In this study, researchers assessed pediatric liver transplantation for metabolic disease in a large national cohort. The team sought to determine whether smaller studies suggesting a survival advantage for these recipients could be corroborated.
The team also investigated whether higher survival rates in recipients with metabolic disease are associated with lack of structural liver disease. They evaluated the recipients' risk factors for mortality.
They used Data from the Scientific Registry of Transplant Recipients to analyze results of pediatric liver transplantation for patients with biliary atresia and metabolic disease.
|Survival rates for children with metabolic disease at 1 and 5 years were 94% and 92%, respectively.|
|American Journal of Transplantation|
The team’s findings are published the March issue of American Journal of Transplantation.

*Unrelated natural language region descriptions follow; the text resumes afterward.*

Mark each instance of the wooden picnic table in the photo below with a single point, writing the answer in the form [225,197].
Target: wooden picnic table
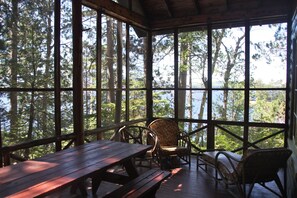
[70,167]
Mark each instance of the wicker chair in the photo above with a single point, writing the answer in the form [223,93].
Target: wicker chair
[255,166]
[172,142]
[141,135]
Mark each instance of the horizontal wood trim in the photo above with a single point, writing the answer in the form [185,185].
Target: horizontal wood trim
[117,11]
[236,18]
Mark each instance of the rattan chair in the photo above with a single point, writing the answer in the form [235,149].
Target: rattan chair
[141,135]
[172,142]
[255,166]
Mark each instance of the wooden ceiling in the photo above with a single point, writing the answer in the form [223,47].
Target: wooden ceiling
[169,14]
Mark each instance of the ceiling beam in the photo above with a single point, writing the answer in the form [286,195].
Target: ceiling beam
[234,17]
[117,11]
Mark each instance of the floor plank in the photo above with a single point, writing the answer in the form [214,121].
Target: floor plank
[185,182]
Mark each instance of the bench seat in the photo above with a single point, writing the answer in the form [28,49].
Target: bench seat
[145,185]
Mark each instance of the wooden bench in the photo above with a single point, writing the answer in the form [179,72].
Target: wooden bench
[145,185]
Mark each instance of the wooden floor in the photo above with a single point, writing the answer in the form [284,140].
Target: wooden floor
[185,182]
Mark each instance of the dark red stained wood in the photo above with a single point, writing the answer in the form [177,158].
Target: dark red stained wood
[143,184]
[56,171]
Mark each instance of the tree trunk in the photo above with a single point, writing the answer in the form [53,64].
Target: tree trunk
[183,68]
[14,67]
[118,107]
[109,56]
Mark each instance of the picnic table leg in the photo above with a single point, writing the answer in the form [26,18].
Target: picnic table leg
[130,169]
[96,180]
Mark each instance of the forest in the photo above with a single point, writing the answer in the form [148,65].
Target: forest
[36,86]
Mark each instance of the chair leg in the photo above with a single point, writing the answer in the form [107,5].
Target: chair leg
[280,186]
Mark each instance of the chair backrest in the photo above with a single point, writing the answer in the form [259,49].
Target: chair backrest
[167,131]
[261,165]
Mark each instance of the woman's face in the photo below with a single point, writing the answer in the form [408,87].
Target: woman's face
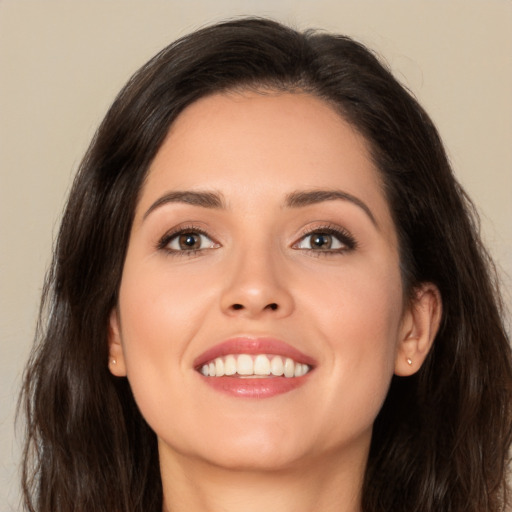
[262,243]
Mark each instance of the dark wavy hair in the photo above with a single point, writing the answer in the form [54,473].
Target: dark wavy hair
[441,440]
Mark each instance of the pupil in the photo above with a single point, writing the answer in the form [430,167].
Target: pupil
[322,241]
[189,241]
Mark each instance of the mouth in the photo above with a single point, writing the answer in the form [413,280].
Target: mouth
[260,365]
[254,367]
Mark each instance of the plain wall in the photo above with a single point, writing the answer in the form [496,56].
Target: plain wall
[61,63]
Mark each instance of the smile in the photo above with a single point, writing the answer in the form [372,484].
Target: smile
[257,366]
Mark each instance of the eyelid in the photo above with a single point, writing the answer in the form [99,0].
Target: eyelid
[169,236]
[341,234]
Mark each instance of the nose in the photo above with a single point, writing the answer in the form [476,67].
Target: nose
[256,285]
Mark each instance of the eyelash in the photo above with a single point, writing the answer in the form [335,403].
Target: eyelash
[164,242]
[343,236]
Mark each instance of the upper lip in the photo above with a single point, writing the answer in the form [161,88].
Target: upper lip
[248,345]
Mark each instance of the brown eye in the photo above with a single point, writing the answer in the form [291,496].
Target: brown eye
[320,241]
[190,241]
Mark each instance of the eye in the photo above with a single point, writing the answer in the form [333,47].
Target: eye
[326,240]
[187,241]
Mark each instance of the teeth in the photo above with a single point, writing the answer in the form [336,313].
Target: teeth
[259,365]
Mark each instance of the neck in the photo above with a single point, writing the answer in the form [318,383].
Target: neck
[317,486]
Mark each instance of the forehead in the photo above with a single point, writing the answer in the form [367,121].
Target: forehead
[253,146]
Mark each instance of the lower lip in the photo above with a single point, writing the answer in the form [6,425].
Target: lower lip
[255,387]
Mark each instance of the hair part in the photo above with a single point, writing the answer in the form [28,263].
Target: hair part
[442,438]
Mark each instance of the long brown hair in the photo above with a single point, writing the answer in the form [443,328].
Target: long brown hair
[441,440]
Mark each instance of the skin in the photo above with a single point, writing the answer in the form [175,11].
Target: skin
[304,450]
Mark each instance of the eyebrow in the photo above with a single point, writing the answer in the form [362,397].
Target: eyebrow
[300,199]
[203,199]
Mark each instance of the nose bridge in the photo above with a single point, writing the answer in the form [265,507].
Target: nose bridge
[256,282]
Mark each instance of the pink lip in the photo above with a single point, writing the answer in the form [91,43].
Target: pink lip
[254,387]
[251,346]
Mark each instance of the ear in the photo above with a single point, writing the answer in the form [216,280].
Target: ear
[419,327]
[116,363]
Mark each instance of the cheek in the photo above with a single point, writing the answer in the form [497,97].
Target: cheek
[160,313]
[357,316]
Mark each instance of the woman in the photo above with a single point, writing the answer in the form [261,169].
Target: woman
[268,292]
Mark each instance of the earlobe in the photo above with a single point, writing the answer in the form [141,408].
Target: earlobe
[116,362]
[418,330]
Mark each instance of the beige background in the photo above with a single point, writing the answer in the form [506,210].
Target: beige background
[62,62]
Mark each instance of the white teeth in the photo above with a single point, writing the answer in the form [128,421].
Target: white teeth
[261,365]
[258,365]
[219,367]
[244,365]
[276,366]
[229,365]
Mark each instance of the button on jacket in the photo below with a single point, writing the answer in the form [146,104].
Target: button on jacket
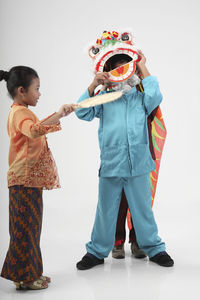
[123,132]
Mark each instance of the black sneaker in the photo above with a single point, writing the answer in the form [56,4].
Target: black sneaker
[162,259]
[89,261]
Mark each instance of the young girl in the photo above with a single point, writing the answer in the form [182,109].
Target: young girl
[31,169]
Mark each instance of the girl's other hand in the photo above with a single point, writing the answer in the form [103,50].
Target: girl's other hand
[143,58]
[100,78]
[66,109]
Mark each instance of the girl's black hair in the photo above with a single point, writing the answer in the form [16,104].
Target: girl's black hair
[18,76]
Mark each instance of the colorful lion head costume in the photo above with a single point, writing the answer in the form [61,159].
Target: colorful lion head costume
[111,47]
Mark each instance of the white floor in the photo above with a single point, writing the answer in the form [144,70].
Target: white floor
[128,278]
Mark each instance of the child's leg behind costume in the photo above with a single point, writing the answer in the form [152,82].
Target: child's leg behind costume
[138,193]
[103,234]
[120,235]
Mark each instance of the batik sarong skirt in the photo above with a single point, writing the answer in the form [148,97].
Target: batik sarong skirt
[23,260]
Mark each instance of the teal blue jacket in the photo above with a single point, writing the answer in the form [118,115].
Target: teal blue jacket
[123,132]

The researchers found that adjusted survival rates for children with metabolic disease at 1 and 5 years were 94% and 92%, respectively. This was significantly higher than for recipients with biliary atresia, 90% and 86%, respectively.
Cox regression models identified recipient black race (relative risk (RR) = 5.1), and simultaneous transplantation of other organs (RR = 3.2), as significant risk factors for mortality in the metabolic group.
In addition, adjusted survival rates for metabolic patients with structural and nonstructural liver diseases were similar to each other at both 1 and 5 years.
Dr Liise Kaylera’s team concluded, “Children with metabolic disease had significantly higher adjusted short- and long-term post-transplant survival rates than those with biliary atresia”.
“Structural disease was not a risk factor for worse outcomes.”